Exorcisms, LGBTIQA+ conversion therapy and sexual assaults were allegedly experienced by residents at a rehabilitation facility, a damning report has revealed.
The Esther Foundation was a residential rehabilitation facility in Perth from the early 2000s until this year when allegations of abuse and inappropriate behaviours publicly emerged.
A parliamentary inquiry was launched, with a 140-page report tabled in the West Australian parliament on Thursday, including 42 findings and five recommendations.
In response, the state government announced it would criminalise LGBTIQA+ conversion practices.
“Many witnesses who had been involved with the Esther Foundation expressed feelings ranging from disappointment to betrayal, from sadness to anger,” committee chair Chris Tallentire said in the report.
“They entered the Esther Foundation when they were in a state of extreme vulnerability and many reported leaving with more problems than they went in with.”
Exorcisms, LGBTIQA+ conversion therapy and sexual assaults were allegedly experienced by residents at a rehabilitation facility. Picture: Generic Image
The committee noted consistent themes from the allegations included emotional and psychological abuse, coercive and extreme religious practices, and LGBTIQA+ suppression and conversion practices.
There were also culturally harmful practices, medical complaints, family alienation, physical restraints and assaults, and sexual assault.
“We found that unacceptable practices occurred at the Esther Foundation, which caused harm to residents, staff, volunteers and families,” the report read.
“This is because the nature and culture of the Esther Foundation created an environment where these types of unacceptable behaviours and practices could occur and go undetected.
“Governance of the Esther Foundation was insular and nepotistic, which meant that people were reluctant to raise their concerns and lacked confidence that their concerns would be adequately and objectively addressed.”
The report noted many people at the facility identified as Christian, but described some religious practices as “extreme” and “cultish”.
“Witnesses told us that certain Christian practices at the Esther Foundation were often traumatic, including prayer meetings late into the night, being held down forcibly for exorcism or ‘deliverance’ of demons, and faith healing,” the report read.

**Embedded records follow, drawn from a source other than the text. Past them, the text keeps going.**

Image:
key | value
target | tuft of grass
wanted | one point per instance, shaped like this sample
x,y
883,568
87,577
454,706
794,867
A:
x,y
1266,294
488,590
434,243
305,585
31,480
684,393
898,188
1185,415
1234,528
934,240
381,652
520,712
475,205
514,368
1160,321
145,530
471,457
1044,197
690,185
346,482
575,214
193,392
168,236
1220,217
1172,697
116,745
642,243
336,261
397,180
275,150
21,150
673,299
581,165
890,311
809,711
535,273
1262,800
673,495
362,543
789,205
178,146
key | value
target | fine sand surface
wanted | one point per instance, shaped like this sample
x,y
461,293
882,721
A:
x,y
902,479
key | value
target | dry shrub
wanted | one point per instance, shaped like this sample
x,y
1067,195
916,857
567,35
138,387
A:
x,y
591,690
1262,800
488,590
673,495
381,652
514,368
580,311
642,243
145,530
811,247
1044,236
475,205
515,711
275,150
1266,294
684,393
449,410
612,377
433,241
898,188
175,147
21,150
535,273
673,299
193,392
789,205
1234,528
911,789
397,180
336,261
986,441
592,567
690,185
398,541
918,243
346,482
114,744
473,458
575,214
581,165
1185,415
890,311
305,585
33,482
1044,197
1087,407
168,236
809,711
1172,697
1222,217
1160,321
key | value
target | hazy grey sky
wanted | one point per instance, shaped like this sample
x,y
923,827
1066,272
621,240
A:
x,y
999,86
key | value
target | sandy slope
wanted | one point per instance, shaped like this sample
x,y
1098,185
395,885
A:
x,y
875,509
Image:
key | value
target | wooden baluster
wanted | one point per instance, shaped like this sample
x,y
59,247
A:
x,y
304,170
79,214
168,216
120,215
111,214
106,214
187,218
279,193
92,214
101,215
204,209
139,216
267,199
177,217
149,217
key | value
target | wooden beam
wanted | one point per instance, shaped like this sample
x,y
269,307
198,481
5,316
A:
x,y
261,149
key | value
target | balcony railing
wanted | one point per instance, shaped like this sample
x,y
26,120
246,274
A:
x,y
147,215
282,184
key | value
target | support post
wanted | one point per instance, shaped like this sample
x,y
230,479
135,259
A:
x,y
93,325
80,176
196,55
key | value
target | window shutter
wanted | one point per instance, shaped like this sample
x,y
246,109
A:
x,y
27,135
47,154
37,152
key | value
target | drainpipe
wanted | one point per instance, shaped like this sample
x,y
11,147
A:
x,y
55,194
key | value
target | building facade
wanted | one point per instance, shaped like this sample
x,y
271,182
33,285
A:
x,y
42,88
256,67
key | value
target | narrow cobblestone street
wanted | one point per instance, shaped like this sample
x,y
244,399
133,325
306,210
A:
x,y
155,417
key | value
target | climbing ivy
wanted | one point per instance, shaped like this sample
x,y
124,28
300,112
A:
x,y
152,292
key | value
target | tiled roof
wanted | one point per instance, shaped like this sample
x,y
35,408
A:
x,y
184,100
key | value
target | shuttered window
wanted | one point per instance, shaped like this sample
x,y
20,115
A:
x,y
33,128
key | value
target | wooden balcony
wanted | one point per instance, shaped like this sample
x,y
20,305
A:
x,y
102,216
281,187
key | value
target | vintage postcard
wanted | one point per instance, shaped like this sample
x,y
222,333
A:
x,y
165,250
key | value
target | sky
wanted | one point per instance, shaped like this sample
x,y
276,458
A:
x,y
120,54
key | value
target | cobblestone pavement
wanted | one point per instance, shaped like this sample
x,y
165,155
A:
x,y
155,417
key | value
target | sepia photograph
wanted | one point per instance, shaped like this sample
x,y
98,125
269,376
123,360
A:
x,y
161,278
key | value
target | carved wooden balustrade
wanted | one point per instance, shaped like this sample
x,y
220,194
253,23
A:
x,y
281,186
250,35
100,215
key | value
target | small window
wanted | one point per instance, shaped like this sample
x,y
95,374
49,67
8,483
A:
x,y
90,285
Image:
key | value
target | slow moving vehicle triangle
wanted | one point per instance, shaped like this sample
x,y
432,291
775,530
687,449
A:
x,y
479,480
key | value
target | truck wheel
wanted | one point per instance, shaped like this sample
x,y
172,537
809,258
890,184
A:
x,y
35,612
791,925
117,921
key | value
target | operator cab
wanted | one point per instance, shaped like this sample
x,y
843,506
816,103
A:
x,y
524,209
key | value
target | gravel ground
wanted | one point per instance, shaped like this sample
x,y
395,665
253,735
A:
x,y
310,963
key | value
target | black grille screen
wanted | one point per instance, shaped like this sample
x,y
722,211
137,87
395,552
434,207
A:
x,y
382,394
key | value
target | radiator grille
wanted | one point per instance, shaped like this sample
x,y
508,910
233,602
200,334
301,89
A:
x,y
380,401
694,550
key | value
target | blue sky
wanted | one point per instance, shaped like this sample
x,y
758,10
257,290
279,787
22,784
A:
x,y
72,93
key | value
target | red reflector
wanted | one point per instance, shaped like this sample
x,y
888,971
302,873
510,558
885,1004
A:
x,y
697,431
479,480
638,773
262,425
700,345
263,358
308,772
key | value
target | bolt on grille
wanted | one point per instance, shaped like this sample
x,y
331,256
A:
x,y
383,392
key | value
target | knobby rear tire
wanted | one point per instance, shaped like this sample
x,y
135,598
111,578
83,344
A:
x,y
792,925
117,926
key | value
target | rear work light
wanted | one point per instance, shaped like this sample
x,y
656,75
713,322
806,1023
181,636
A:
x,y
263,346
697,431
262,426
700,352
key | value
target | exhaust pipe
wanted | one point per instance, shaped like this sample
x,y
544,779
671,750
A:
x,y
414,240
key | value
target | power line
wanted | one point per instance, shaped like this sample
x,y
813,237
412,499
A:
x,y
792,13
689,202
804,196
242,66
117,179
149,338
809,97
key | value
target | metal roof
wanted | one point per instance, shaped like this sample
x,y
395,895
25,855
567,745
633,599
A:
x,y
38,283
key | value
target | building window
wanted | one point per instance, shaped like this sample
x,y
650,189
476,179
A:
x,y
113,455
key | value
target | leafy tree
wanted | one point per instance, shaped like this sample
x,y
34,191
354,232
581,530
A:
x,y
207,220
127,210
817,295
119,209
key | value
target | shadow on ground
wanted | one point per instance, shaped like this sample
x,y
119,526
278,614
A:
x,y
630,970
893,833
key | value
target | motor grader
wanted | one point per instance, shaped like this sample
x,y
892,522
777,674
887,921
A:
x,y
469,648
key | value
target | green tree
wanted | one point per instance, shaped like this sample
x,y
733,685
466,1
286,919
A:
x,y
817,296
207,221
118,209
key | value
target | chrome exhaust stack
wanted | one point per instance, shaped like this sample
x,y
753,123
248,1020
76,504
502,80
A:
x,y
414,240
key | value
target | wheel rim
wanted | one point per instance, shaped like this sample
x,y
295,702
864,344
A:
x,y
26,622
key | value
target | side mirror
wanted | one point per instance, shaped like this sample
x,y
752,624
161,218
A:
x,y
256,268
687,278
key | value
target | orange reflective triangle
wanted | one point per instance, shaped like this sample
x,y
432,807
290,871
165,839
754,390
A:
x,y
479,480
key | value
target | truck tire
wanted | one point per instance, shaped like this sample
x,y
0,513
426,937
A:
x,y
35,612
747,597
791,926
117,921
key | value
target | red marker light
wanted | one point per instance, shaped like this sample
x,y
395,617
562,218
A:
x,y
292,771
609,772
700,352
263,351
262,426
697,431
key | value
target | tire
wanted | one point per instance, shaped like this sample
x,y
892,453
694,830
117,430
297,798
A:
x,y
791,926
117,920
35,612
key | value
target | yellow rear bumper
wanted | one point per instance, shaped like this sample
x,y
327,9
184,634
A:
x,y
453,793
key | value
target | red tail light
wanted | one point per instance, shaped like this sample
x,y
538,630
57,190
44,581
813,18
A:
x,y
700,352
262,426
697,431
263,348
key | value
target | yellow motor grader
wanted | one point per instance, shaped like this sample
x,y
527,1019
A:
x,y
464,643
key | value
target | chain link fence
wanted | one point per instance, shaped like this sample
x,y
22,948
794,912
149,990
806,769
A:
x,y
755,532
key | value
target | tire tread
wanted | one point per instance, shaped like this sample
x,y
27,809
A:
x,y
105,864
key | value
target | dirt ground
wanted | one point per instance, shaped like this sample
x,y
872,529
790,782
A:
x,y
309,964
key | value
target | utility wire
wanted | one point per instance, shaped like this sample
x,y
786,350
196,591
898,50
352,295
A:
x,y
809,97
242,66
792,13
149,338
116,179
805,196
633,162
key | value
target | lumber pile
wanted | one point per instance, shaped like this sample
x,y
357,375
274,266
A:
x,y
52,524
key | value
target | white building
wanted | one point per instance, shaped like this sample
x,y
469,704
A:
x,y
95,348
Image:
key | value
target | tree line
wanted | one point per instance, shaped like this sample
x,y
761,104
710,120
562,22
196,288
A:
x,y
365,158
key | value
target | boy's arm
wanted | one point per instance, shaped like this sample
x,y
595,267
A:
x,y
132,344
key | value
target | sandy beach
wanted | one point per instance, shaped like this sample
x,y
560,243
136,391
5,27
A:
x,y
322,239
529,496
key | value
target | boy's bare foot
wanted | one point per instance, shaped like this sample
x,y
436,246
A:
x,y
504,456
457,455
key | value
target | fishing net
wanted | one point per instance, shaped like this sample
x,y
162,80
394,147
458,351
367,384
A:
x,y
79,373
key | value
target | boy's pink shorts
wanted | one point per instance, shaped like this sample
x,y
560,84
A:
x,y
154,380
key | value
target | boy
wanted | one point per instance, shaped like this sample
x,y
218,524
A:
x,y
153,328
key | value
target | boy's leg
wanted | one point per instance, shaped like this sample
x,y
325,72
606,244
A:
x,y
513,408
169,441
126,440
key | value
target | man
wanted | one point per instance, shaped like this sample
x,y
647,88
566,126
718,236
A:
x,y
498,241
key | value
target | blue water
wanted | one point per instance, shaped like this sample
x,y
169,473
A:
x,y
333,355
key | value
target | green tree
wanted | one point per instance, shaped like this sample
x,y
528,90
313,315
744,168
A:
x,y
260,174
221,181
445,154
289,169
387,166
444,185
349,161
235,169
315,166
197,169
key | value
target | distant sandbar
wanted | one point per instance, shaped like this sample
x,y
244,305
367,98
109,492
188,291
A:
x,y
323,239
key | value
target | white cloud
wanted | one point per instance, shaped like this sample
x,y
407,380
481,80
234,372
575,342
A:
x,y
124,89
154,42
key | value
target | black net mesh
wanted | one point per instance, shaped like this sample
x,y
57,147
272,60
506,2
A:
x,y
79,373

The committee noted consistent themes from the allegations included emotional and psychological abuse, coercive and extreme religious practices, and LGBTIQA+ suppression and conversion practices. Picture: Hollie Adams / The Australian
Regarding LGBTIQA+ suppression and conversion practices, some of the examples of the experiences reported were residents being told their homosexuality was caused by demons, which needed to be removed via prayer.
One resident was told they could be cured from being gay, was encouraged to dress more feminine and was given workbooks on how to be a “godly wife”.
The ACT, Queensland, Victoria and New Zealand have already enacted legislation which bans conversion and suppression practices.
It is expected Tasmania will also pass similar legislation.
“Not only are conversion and suppression practices ineffective, but they undermine the fundamental value of personal dignity and have long-term negative impacts on the health and mental health of LGBTIQA+ people in our community,” WA Premier Mark McGowan said.
The state government has announced it will criminalise LGBTIQA+ conversion practices. Picture: NCA NewsWire / Sharon Smith
“While the government is supportive of a ban on these harmful practices, we believe that accredited health professionals with relevant expertise, who provide healthcare in accordance with the law and their ethical obligations should be able to provide care for people, particularly young people.”
Attorney-General John Quigley noted conversion therapy remained a problem in some religious communities.
“Evidence from survivors and advocacy organisations has demonstrated ongoing harm and trauma caused by these practices, including long-term mental illness and suicidality,” he said.
“While our reforms will prohibit conversion and suppression practices, the ban will not interfere with health professionals’ ability to provide suitable therapy and counselling to LGBTIQA+ patients without fear of being prosecuted.
“It is appropriate that people are professionally supported when they explore their own concepts of self, others and sexuality, and that they receive expert assessment, treatment and care when seeking to affirm gender through medical treatments such as hormone blocking therapies or surgical procedures.
“We will consult with the LGBTIQA+ community and the medical profession as we draft the new laws.”